In nearly every radio interview I have ever done someone will call in to ask, “Why do I have to tip?” They feel it would be easier to simply add the price of service into the cost of the meal. It is an interesting question and one that I love to answer. Hidden in the question is the presumption that tipping is compensating a server for service alone. When you look at the economics of restaurants, tipping saves guests far more money than it costs them. In a world where servers did not get tips, you would pay more and receive inferior service.
As a society, we have determined that the way we compensate restaurant servers is through tipping. This is so accepted that the law allows restaurants to pay servers far less than the minimum wage. The federal minimum wage for restaurant servers is $2.13 an hour. Some states have laws that make this rate slightly higher, but in 44 states the wage is still below minimum wage.
As a result of this low wage, restaurants charge you less for your meal. In a typical restaurant budget, the wages of servers (and the busboys, food runners, and bartenders that servers share your tip with) accounts for 10% of the price of your meal. In order to pay servers even the minimum wage it would require a 350% increase in the amount they are paid by the restaurant. This means that a $10 meal that previously included $1 in wages would have to sell for $12.50. This price increase would cost you more than even a generous tip.
Now this also takes into account that someone would be willing to wait tables for minimum wage. Even fast food restaurants pay well above minimum wage. Given to choice of the two jobs for the same pay, you would find me standing at a drive up window asking you to pull around. Anyone who frequents fast food restaurants can attest to the realization that the order has been messed up or that items are missing. While servers make mistakes too, they don’t ask you to drive back to them to correct the error. To pay a wage necessary to get someone to serve that $10 burger, clean up afterwards, and give you the level of service you are accustomed to, it will cost far more than minimum wage. If you think restaurants are expensive now, remember that they cost less because the server is working for a tip.
The real shift that would occur in restaurants without tips is the level of service you would receive. It is relatively easy to tell when you walk into a retail store if the staff is paid on commission. If there is no financial incentive involved in providing excellent customer service, you will often receive service barely adequate to avoid a compliant. If servers were paid a higher hourly wage, restaurant would respond by pressuring them to sell more. As a result the focus would be on sales and not service. If you think servers can be pushy now, imagine if their primary objective was to have you spend more instead of tip more.

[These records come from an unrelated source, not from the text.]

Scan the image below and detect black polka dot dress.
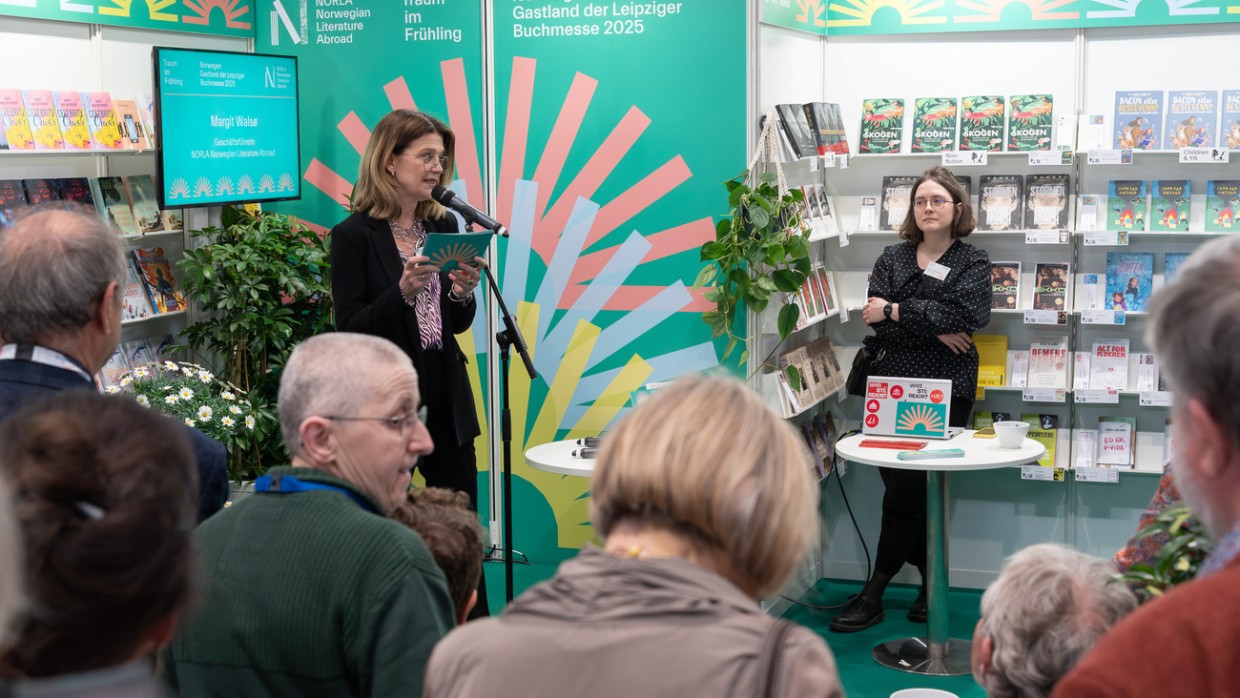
[866,239,991,399]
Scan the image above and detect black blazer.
[331,213,481,445]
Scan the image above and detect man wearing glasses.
[166,332,455,697]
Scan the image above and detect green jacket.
[166,467,454,698]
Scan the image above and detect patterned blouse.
[866,239,991,399]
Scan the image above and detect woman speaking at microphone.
[331,109,487,617]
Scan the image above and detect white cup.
[994,422,1029,449]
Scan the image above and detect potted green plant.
[693,172,810,386]
[177,206,331,481]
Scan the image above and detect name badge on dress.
[925,262,951,281]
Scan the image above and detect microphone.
[430,185,508,237]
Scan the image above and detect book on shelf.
[1076,273,1106,310]
[913,97,957,152]
[1133,353,1158,393]
[134,247,185,314]
[960,94,1006,152]
[1033,262,1071,312]
[1008,350,1029,388]
[113,99,151,150]
[82,92,125,150]
[878,175,918,231]
[120,259,155,320]
[57,177,95,208]
[0,180,27,228]
[991,262,1021,310]
[1205,179,1240,233]
[125,175,164,234]
[1089,338,1128,391]
[1021,413,1059,467]
[1111,91,1163,150]
[21,89,64,150]
[973,335,1008,399]
[1219,89,1240,150]
[1007,94,1055,151]
[1025,336,1068,389]
[1097,415,1137,469]
[1163,252,1189,285]
[1149,180,1193,232]
[1163,89,1219,150]
[1024,175,1071,231]
[977,175,1024,231]
[1105,252,1154,312]
[21,177,61,206]
[775,104,818,159]
[95,176,139,236]
[1106,180,1146,231]
[52,91,94,150]
[0,89,35,150]
[857,97,904,152]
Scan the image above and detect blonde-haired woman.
[425,377,842,698]
[331,109,487,617]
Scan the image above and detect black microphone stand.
[468,226,538,603]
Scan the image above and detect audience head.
[1146,237,1240,538]
[0,391,198,677]
[900,167,977,244]
[972,543,1137,698]
[279,332,434,513]
[352,109,456,219]
[392,487,482,624]
[0,202,126,371]
[590,376,818,599]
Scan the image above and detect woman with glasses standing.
[831,167,991,632]
[331,109,487,617]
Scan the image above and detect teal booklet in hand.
[422,231,495,272]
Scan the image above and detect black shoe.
[830,595,883,632]
[909,584,929,622]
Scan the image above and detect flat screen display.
[154,46,301,208]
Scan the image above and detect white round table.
[526,439,594,477]
[836,430,1045,676]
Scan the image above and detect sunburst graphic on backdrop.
[827,0,947,29]
[304,57,718,547]
[895,404,945,434]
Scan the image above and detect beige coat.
[424,546,843,698]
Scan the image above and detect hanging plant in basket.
[693,115,810,386]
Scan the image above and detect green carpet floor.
[484,563,986,698]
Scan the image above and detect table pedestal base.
[872,637,973,676]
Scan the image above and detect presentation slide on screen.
[156,48,301,207]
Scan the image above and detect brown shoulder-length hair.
[352,109,456,221]
[900,167,977,244]
[0,391,198,678]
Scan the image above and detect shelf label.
[1021,464,1064,482]
[1024,229,1068,244]
[1021,388,1068,403]
[1081,310,1125,325]
[1085,150,1132,165]
[1140,391,1171,407]
[1085,231,1128,247]
[1076,467,1120,485]
[1179,148,1231,165]
[1024,310,1068,325]
[1073,388,1120,404]
[942,150,990,167]
[1029,150,1073,167]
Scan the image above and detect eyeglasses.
[322,405,427,439]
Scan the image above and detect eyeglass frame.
[321,405,428,439]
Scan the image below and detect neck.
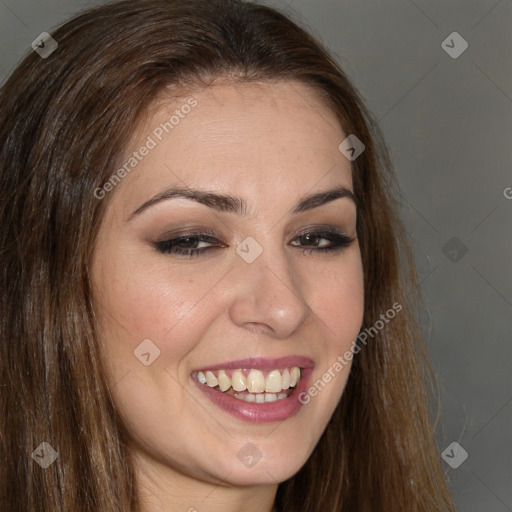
[136,450,278,512]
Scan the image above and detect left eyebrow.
[128,186,357,220]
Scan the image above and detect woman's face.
[92,82,363,492]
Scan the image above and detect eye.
[153,229,355,257]
[290,230,355,254]
[154,233,226,256]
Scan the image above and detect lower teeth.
[231,393,288,404]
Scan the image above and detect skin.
[92,82,364,512]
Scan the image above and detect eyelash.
[154,230,355,258]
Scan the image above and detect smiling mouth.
[193,366,302,404]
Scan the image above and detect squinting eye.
[153,231,355,257]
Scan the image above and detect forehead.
[105,82,352,217]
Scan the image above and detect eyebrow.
[128,186,358,221]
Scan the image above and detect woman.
[0,0,454,512]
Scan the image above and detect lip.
[194,356,315,372]
[191,356,314,423]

So the result of a tipped based system is a server who has every incentive to give you better service in order to receive a better tip. You also benefit from food that is less expensive even with a tip than it would be if the server was paid a flat hourly wage. In essence the server is taking a lower wage in order for you to pay less for the food. The way you repay them is through tipping. It is not a perfect system, but it certainly less expensive and encourages better service than the alternatives.